Topological Continuity

Definition (Topological Characterization of Continuity)

If $(X,{\tau }_x)$ and $(Y,{\tau }_y)$ are topological spaces, then we can define a function $f:X\to Y$ to be continuous if $\forall$ open $U\subseteq Y$, the preimage $f^{-1}(U)$ is open in $X$. This is correct if the topologies come from metrics.

This is also in Proposition (Topological Characterization of Continuity).

Example 1

1. Any map out of a space with the discrete topology is continuous.
2. Any map into a space with the indiscrete topology is continuous.

Proof: For $(1)$, every subset of $X$ is open. For $(2)$, the topology defined in $Y$ is only $\{\varnothing ,Y\}$, which means the preimage for any of these sets is merely $\varnothing$ and $X$ respectively.

Example 2

If $\beta$ is a basis for ${\tau }_Y$, then it’s enough to check that $f^{-1}(B)$ is open in $X$, $\forall B\in \beta$.

Proof:

$$f^{-1}\left(\bigcup _{i\in I}{B}_i\right)=\bigcup _{i\in I}{f}^{-1}(B_i)$$

will be open.

Definition (Continuity at a Point)

The function $f:(X,{\tau }_X)\to (Y,{\tau }_Y)$ is continuous at $a\in X$ if $\forall$ neighborhood $N$ of $f(a)$ in $Y$, the preimage $f^{-1}(N)$ is neighborhood of $a$ in $X$.

Theorem (Equivalence of Global & Pointwise Continuity)

A function $f:(X,{\tau }_{X)}\to (Y_{},{\tau }_T)$ is globally continuous $⟺$ it is continuous at $a,\forall a\in X$.

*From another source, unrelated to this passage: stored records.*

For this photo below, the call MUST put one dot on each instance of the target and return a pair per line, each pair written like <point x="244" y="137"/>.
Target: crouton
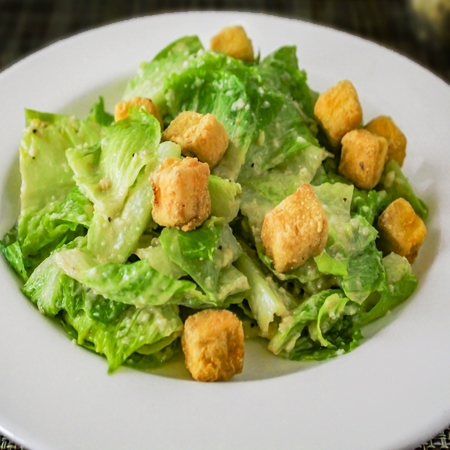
<point x="401" y="230"/>
<point x="338" y="111"/>
<point x="213" y="345"/>
<point x="121" y="109"/>
<point x="234" y="42"/>
<point x="363" y="158"/>
<point x="385" y="126"/>
<point x="199" y="135"/>
<point x="295" y="230"/>
<point x="180" y="193"/>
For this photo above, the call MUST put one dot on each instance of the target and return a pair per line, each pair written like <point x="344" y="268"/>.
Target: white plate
<point x="393" y="392"/>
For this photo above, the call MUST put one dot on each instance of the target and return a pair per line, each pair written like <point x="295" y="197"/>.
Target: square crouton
<point x="385" y="126"/>
<point x="180" y="193"/>
<point x="363" y="158"/>
<point x="401" y="230"/>
<point x="199" y="135"/>
<point x="234" y="42"/>
<point x="213" y="345"/>
<point x="121" y="109"/>
<point x="295" y="230"/>
<point x="338" y="111"/>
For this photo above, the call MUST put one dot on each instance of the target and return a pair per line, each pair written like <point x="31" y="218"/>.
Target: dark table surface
<point x="29" y="25"/>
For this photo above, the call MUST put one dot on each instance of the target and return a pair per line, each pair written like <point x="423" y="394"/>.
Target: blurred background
<point x="417" y="29"/>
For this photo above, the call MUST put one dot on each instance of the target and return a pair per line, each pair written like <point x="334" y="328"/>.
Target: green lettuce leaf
<point x="206" y="254"/>
<point x="47" y="179"/>
<point x="151" y="327"/>
<point x="106" y="171"/>
<point x="151" y="77"/>
<point x="396" y="185"/>
<point x="400" y="285"/>
<point x="99" y="115"/>
<point x="323" y="326"/>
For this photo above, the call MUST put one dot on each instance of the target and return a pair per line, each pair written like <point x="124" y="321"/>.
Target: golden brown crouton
<point x="363" y="158"/>
<point x="213" y="345"/>
<point x="234" y="42"/>
<point x="121" y="109"/>
<point x="402" y="231"/>
<point x="385" y="126"/>
<point x="198" y="135"/>
<point x="180" y="193"/>
<point x="338" y="111"/>
<point x="295" y="230"/>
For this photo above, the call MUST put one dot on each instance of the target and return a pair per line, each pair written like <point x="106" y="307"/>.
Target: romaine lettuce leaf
<point x="99" y="115"/>
<point x="400" y="285"/>
<point x="150" y="80"/>
<point x="137" y="284"/>
<point x="323" y="326"/>
<point x="106" y="171"/>
<point x="47" y="179"/>
<point x="136" y="327"/>
<point x="266" y="300"/>
<point x="394" y="182"/>
<point x="206" y="254"/>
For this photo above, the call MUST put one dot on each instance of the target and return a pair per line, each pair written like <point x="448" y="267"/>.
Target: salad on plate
<point x="224" y="199"/>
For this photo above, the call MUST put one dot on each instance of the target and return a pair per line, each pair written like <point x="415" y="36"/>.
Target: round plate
<point x="390" y="393"/>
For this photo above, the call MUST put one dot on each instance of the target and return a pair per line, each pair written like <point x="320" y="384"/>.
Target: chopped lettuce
<point x="397" y="185"/>
<point x="151" y="79"/>
<point x="90" y="255"/>
<point x="51" y="212"/>
<point x="106" y="171"/>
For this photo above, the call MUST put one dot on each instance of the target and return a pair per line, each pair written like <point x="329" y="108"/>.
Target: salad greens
<point x="90" y="255"/>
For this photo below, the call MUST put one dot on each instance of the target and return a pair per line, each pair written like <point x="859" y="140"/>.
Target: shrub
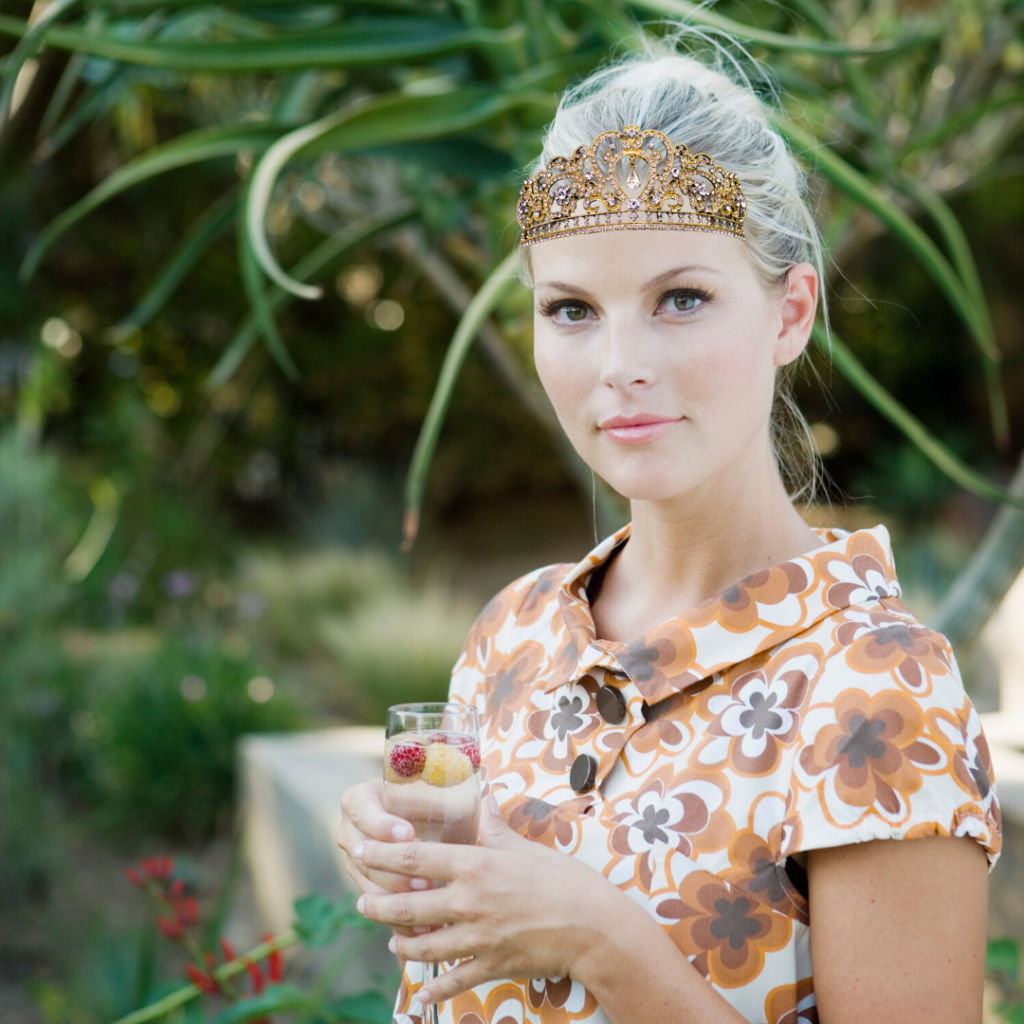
<point x="162" y="751"/>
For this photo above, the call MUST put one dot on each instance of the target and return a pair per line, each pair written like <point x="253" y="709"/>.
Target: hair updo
<point x="711" y="107"/>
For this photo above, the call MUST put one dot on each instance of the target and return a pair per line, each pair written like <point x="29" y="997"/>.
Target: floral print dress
<point x="802" y="708"/>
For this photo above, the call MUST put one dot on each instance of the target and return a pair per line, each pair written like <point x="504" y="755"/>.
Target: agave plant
<point x="353" y="115"/>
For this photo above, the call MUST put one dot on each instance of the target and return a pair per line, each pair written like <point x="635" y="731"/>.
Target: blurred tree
<point x="326" y="132"/>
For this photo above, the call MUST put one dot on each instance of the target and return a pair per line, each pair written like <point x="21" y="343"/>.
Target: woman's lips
<point x="638" y="429"/>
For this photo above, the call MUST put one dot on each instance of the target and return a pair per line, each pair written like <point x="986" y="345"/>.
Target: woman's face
<point x="658" y="350"/>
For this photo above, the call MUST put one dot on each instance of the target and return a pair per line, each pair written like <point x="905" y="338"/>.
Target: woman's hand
<point x="364" y="818"/>
<point x="517" y="908"/>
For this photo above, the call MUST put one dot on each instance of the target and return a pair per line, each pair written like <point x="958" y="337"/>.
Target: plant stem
<point x="188" y="992"/>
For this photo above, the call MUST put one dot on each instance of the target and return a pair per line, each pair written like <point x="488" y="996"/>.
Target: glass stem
<point x="431" y="971"/>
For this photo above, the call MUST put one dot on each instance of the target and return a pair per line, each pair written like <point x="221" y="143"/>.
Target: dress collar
<point x="744" y="620"/>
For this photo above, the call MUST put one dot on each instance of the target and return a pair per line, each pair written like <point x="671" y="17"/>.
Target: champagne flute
<point x="432" y="777"/>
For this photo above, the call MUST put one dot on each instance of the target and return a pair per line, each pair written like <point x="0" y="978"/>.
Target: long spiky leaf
<point x="194" y="147"/>
<point x="32" y="39"/>
<point x="381" y="121"/>
<point x="307" y="268"/>
<point x="939" y="455"/>
<point x="357" y="43"/>
<point x="491" y="293"/>
<point x="211" y="224"/>
<point x="851" y="181"/>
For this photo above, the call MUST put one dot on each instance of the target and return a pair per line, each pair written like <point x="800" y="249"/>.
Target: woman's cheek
<point x="566" y="379"/>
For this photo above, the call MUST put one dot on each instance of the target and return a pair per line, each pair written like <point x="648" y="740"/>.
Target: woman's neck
<point x="686" y="550"/>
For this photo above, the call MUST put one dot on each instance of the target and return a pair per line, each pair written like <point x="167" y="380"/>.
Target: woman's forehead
<point x="640" y="258"/>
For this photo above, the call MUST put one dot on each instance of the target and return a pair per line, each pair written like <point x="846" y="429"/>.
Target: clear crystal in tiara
<point x="633" y="178"/>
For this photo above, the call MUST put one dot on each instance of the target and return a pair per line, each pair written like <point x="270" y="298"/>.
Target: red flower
<point x="159" y="867"/>
<point x="186" y="910"/>
<point x="255" y="976"/>
<point x="202" y="981"/>
<point x="174" y="930"/>
<point x="274" y="963"/>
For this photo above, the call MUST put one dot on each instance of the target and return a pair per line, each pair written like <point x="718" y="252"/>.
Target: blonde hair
<point x="708" y="103"/>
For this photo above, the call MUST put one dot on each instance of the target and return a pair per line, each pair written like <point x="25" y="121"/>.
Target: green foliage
<point x="894" y="114"/>
<point x="1003" y="962"/>
<point x="303" y="588"/>
<point x="36" y="683"/>
<point x="162" y="756"/>
<point x="399" y="648"/>
<point x="318" y="922"/>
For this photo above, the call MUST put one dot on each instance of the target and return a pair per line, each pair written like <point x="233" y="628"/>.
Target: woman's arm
<point x="898" y="931"/>
<point x="522" y="910"/>
<point x="898" y="935"/>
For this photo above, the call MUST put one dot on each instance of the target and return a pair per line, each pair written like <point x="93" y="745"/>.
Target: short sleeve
<point x="890" y="745"/>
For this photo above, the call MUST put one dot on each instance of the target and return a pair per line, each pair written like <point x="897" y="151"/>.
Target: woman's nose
<point x="625" y="361"/>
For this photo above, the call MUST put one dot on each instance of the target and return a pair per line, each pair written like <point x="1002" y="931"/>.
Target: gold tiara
<point x="631" y="178"/>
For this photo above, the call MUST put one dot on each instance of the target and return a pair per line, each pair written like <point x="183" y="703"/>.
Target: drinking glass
<point x="432" y="777"/>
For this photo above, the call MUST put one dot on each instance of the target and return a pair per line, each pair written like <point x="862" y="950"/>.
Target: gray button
<point x="583" y="774"/>
<point x="611" y="705"/>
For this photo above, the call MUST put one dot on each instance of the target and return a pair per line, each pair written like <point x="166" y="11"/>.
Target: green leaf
<point x="699" y="14"/>
<point x="307" y="268"/>
<point x="366" y="1008"/>
<point x="273" y="999"/>
<point x="321" y="922"/>
<point x="252" y="282"/>
<point x="200" y="237"/>
<point x="356" y="43"/>
<point x="502" y="280"/>
<point x="1004" y="955"/>
<point x="945" y="460"/>
<point x="380" y="121"/>
<point x="954" y="124"/>
<point x="32" y="39"/>
<point x="194" y="147"/>
<point x="960" y="251"/>
<point x="851" y="181"/>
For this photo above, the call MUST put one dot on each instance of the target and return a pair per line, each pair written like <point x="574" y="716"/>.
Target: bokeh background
<point x="204" y="476"/>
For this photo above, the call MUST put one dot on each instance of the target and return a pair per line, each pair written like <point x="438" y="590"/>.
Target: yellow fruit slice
<point x="445" y="766"/>
<point x="390" y="775"/>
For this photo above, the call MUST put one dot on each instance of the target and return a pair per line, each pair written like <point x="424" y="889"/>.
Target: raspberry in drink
<point x="432" y="781"/>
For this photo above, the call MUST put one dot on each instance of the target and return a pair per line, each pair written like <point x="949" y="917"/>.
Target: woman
<point x="695" y="739"/>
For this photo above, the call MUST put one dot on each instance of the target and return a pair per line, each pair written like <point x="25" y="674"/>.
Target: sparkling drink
<point x="432" y="779"/>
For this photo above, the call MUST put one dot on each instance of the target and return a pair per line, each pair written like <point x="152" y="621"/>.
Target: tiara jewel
<point x="631" y="178"/>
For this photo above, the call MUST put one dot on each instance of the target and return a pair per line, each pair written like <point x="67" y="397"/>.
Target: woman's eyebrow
<point x="561" y="286"/>
<point x="669" y="274"/>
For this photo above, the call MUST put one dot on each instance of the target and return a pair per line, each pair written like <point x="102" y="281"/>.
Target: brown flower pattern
<point x="738" y="607"/>
<point x="754" y="715"/>
<point x="870" y="752"/>
<point x="802" y="708"/>
<point x="884" y="640"/>
<point x="684" y="812"/>
<point x="723" y="932"/>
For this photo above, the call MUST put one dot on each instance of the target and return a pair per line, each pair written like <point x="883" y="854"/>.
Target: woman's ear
<point x="799" y="304"/>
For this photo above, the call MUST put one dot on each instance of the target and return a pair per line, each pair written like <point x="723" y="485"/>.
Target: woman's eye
<point x="682" y="302"/>
<point x="567" y="312"/>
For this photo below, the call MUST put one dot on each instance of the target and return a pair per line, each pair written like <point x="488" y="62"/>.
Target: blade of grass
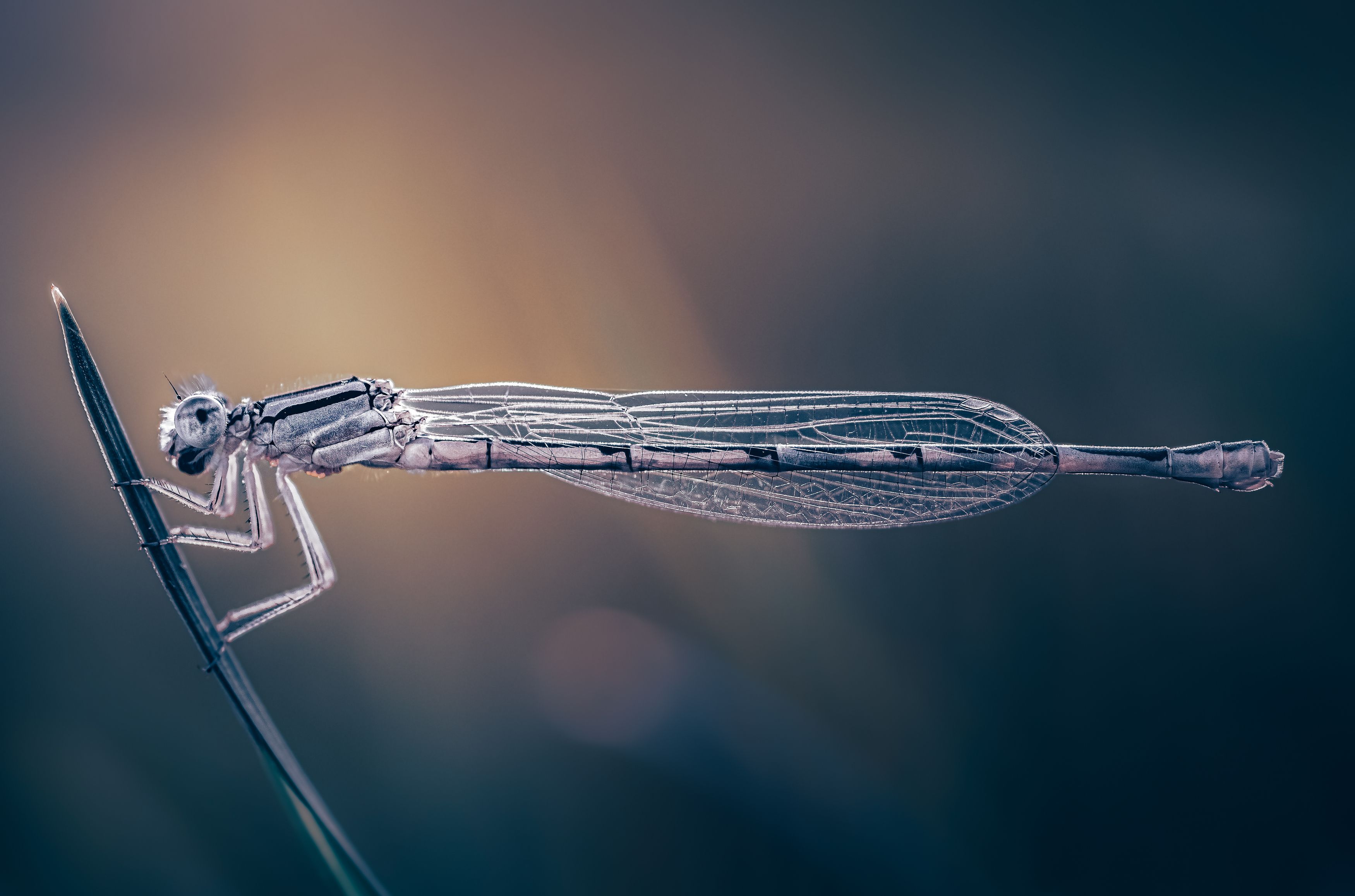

Proof. $(⟸)$ Given $V\subseteq Y$ open, WTS $f^{-1}(V)$ is open in $X$. So take $a\in f^{-1}(V)$. Continuity at this point says that since $V$ is a neighborhood of $f(a)$. we have $f^{-1}(V)$ is a neighborhood of $a$. Since $a$ was arbitrary, then $f^{-1}(V)$ is open.

$(⟹)$ Given $N$ a neighborhood of $f(a)$, then it contains some open $V$ where $f(a)\in V$. Then global continuity implies $f^{-1}(V)$ is open, but $a\in f^{-1}(V)\subseteq f^{-1}(N)$ and so $f^{-1}(N)$ is a neighborhood of $a$.

Theorem (Closed Set Criterion for Continuity)

$f$ is continuous $⟺f^{-1}(F)$ is closed in $X$, $\forall$ closed $F$ in $Y$.

Proof: The preimage satisfies $f^{-1}(Y-U)=X-f^{-1}(U)$. Then apply Definition (Topological Characterization of Continuity).

Also in Proposition (Topological Characterization of Continuity) from real analysis.

Theorem (Characterization of Continuity by Closure)

$f$ is continuous $⟺f({\text{Cl}}_X(A))\subseteq {\text{Cl}}_Y(f(A))$ for all subsets $A$ of $Y$.

Proof: $(⟹)$ Given continuous $f$ and a point $x\in \overline{A}$, WTS $f(x)\in \overline{f(A)}$, or that every neighborhood of $f(x)$ meets $f(A)$. But if $N$ is a neighborhood of $f(x)$, then b the local form of continuity, $f^{-1}(N)$ is a neighborhood of $x$.

Therefore, since $x\in \overline{A}$, $f^{-1}(N)$ must meet $A$ at some point $y\in A\cap f^{-1}(N)$. But then $f(y)\in f(A)\cap N$ as requested.

$(⟸)$ We’ll use the “closed-set” definition of continuity. Given $F$ closed in $Y$, show $A=f^{-1}(F)$ closed in $X$. If $x\in \overline{A}$, we’ll show it is also in $A$, such that it implies $\overline{A}=A$. We know

$$f(x)\in \overline{f}(A)=\overline{F}=F$$

hence $x\in f^{-1}(F)=A$ by “condition”.

Theorem (Continuity by Composition in a Topology)

Given continuous functions

$$\begin{array}{rl}f& :(X,{\tau }_X)\to (Y,{\tau }_Y)\\ g& :(Y,{\tau }_Y)\to (Z,{\tau }_Z)\end{array}$$

we have that $g\circ f$ is continuous.

Proof: Given $U$ open in $Z$,

$$\begin{array}{rl}(g\circ f{)}^{-1}(U)& :=f^{-1}(g^{-1}(U))\end{array}$$

But as $g$ continuous, $g^{-1}(U)$ is open, and as $f$ is continuous, $f^{-1}(g^{-1}(U))$ is open. We apply Definition (Topological Characterization of Continuity) twice.